One of the main attractions at this week’s National Eisteddfod in the Vale of Glamorgan will be the Gorsedd of the Bards of the Isle of Britain. The institution was invented two hundred and twenty years ago by one of the Vale’s most significant figures: the Flemingston stonemason, opium addict, literary forger and self-proclaimed Druid, Edward Williams, better known as Iolo Morganwg (1747-1826).
Iolo’s first Gorsedd ceremonies were held, not in Glamorgan, but on Primrose Hill in London, during the summer and autumn of 1792. A few months earlier, setting aside his trade and leaving his wife and children unsupported, Iolo had walked from Glamorgan to London with the aim of becoming a professional writer. Despite his energetic public persona, his letters to his wife Peggy (NLW MS 21285E) show that for most of 1792, he was on the brink of physical and mental collapse, and that he even contemplated suicide. They reveal that he was gnawed at by guilt over his failure to provide for his family, and that he was consuming large quantities of opium to treat an asthmatic complaint made worse by the smoky London air. In consequence, he was tormented by nightmares and spent his nights wandering the streets and the neighbouring fields.
In July 1792 he moved to Holborn, one of the poorest areas of London, and found lodgings ‘within a door or two’ of where – some twenty years earlier – the young Bristol poet Thomas Chatterton had died from an overdose of arsenic and opium. During the years following his death, Chatterton had been exposed as a forger of medieval English poems and, at the same time, acclaimed as a poet of genius. He was in many respects Iolo’s English counterpart, and although they had never met, Iolo felt a particular affinity with Chatterton.

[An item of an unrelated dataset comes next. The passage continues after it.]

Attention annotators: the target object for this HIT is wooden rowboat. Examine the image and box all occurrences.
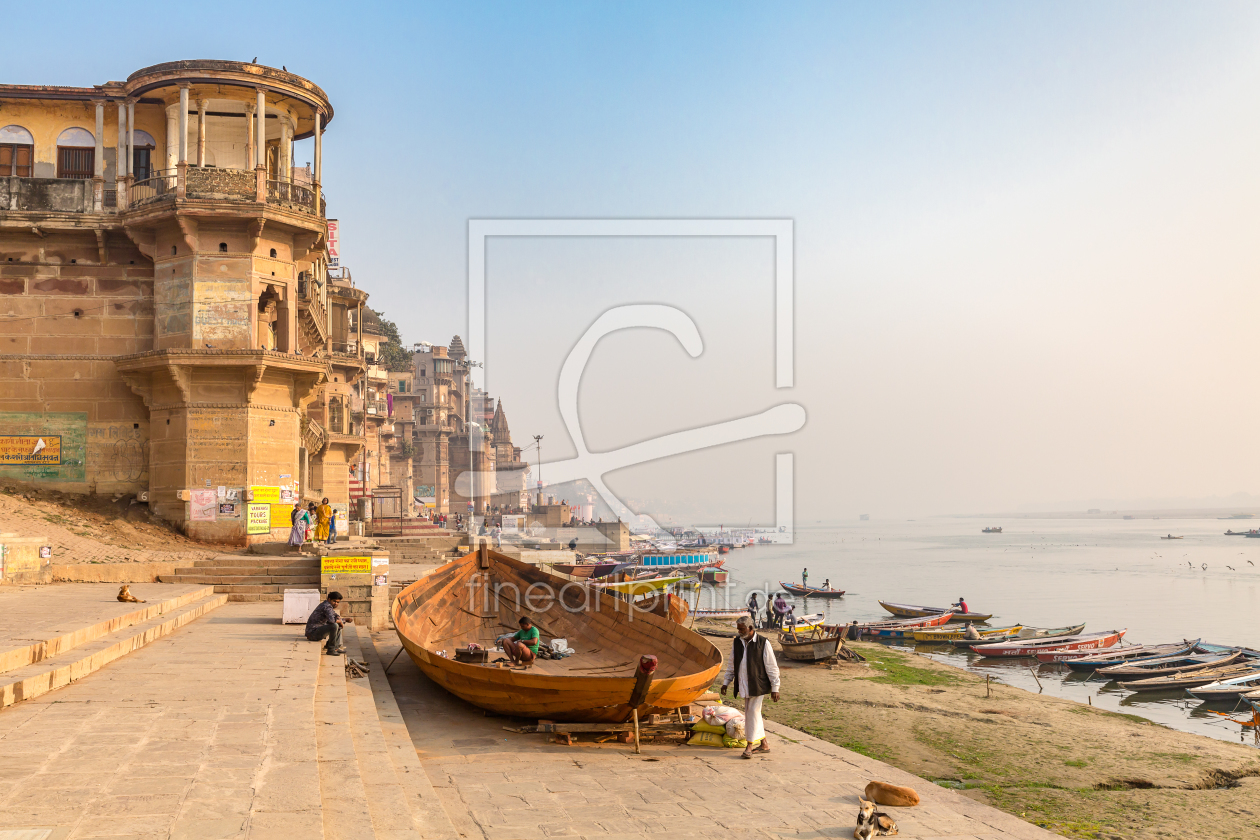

Crushed by despair at his own failure to earn a living as a writer, Iolo began to believe that London was destroying him, just as it had destroyed Chatterton before him. ‘I shall curse London with my latest breath’, he wrote to Peggy in October 1792.
In contrast to Chatterton, however, Iolo survived London. He eventually returned to the tranquillity of Glamorgan, where he spent the remainder of his long and productive life. His forgeries went undetected until nearly a century after his death.